A Professor of Semitic Studies from The University of Manchester is one of only 38 academics to be elected a Fellow of the British Academy at its Annual General Meeting on 21 July.

Professor John Healey

John Healey is the latest scholar to add to the University’s leading international reputation in Middle Eastern Studies going back to the 1940s.
 
Other outstanding scholars include H. H. Rowley, James Barr, Edward Ullendorff, Charles Beckingham, Edmond Bosworth, Rex Smith and Philip Alexander.
 
The prestigious Academy is the UK’s national body for the promotion of the humanities and social sciences.
 
It is an independent, self-governing body of more than 900 Fellows, including Marina Warner, Seamus Heaney, Eric Hobsbawm and Lord Bragg.
 
The Academy’s President, Sir Adam Roberts, said,
 
‘I congratulate all the distinguished Fellows who have been elected to the Academy this year, on achieving this peer group recognition of the outstanding contribution they’ve made to scholarship and research in the humanities or social sciences.  Election is not only an honour, but also a beginning.
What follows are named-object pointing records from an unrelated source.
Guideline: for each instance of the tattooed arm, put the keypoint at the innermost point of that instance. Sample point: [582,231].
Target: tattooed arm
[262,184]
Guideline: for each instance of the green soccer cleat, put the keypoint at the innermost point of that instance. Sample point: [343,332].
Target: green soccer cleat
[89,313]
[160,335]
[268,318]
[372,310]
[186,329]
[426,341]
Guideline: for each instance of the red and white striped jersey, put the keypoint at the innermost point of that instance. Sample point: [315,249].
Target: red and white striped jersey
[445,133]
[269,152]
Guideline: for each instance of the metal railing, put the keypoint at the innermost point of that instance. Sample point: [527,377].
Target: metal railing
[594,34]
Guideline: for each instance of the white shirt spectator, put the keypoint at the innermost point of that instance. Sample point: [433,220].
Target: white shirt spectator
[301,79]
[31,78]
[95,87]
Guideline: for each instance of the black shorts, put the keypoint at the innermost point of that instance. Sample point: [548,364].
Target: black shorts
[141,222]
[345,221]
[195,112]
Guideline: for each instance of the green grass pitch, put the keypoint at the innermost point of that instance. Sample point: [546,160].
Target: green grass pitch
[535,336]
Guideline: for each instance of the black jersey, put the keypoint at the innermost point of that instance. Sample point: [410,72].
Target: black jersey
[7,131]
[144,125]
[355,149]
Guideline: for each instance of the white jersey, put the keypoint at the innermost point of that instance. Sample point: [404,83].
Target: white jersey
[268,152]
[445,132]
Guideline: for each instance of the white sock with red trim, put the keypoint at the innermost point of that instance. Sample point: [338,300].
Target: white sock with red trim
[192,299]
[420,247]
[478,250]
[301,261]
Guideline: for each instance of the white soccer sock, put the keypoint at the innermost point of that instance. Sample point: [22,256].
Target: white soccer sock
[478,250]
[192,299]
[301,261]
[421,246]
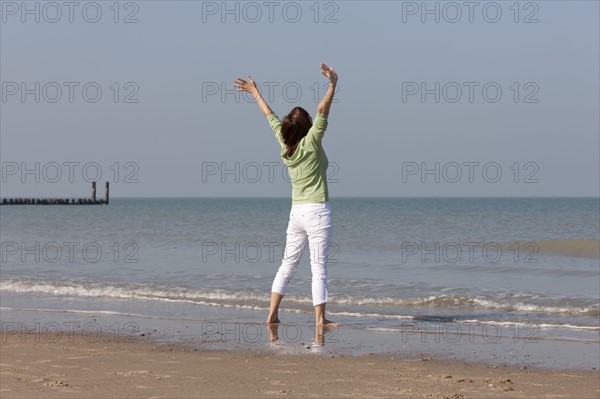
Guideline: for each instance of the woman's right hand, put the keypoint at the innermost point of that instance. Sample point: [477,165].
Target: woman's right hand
[246,85]
[329,73]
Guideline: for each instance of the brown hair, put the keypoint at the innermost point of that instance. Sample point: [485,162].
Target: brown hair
[295,127]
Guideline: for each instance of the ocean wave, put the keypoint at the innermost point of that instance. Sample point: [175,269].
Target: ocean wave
[376,306]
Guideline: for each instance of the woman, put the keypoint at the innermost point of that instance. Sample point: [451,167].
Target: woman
[310,216]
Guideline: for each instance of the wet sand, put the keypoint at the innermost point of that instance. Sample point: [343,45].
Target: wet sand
[142,368]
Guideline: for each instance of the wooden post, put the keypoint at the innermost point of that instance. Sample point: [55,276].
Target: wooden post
[106,195]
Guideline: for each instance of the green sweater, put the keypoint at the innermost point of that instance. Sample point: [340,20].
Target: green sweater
[307,167]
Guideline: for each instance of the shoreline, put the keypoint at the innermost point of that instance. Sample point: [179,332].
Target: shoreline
[142,367]
[240,331]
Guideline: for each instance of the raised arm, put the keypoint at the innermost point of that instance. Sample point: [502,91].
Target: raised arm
[250,86]
[325,103]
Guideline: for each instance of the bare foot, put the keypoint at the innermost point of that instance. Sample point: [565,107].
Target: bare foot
[328,323]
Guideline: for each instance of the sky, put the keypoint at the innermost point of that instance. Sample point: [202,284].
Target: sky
[435,99]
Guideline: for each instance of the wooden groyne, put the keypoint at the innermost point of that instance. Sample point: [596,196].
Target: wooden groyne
[61,201]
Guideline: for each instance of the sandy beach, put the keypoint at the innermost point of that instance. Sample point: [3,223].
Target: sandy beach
[142,368]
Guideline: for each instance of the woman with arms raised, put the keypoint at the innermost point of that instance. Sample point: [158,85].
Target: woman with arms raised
[310,216]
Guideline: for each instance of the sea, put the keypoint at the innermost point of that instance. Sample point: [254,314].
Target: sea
[405,274]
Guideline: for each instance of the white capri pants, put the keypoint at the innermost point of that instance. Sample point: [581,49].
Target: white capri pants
[309,223]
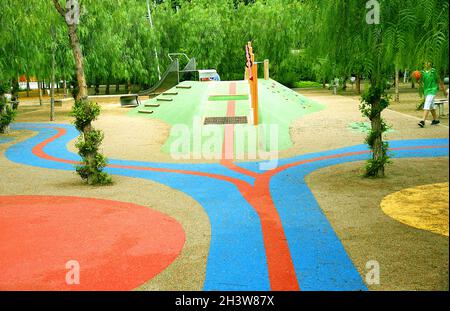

I look forward to their active participation in the life and work of the Academy.’
 
Professor Healey said: “As the most senior member of the Department of Middle Eastern Studies, I thank the Academy for its recognition of my work in the context of a Manchester institutional commitment to the better understanding of the Middle East and Islam.
 
He added: “My own particular area of research, the ancient and Roman Near East, remains important for the present day, because the peoples of the modern Middle East are rightly proud of their cultural heritage.
 
“In Syria, Iraq, Jordan, the Arabian peninsula and Turkey, ordinary people want the West to appreciate this cultural heritage to counterbalance prejudices about Muslims and Arabs. I see it as my task to contribute, with my western and Arab colleagues, to this corrective rebalancing.”
 
John Healey came to the Manchester Department of Middle Eastern Studies from Durham University in 1989.
 
He is a graduate of University College Dublin and obtained his PhD in 1977 at the School of Oriental and African Studies, University of London, for work on the Ugaritic literature — Ugarit was a Late Bronze Age city on the Syrian coast, destroyed c. 1200 BCE, but leaving behind a substantial poetic literature.
 
Since the mid-1980s Professor Healey has concentrated on Aramaic inscriptions, especially in the Greek and Roman periods. He is currently working on a grammar of Nabataean Aramaic.
 
Apart from being one of the editors of the University of Manchester’s prestigious Journal of Semitic Studies (Oxford University Press), he is on the editorial boards of Levant (London), Aram (Oxford) and Aramaic Studies (Leiden) and of journals published in Kuwait and Saudi Arabia.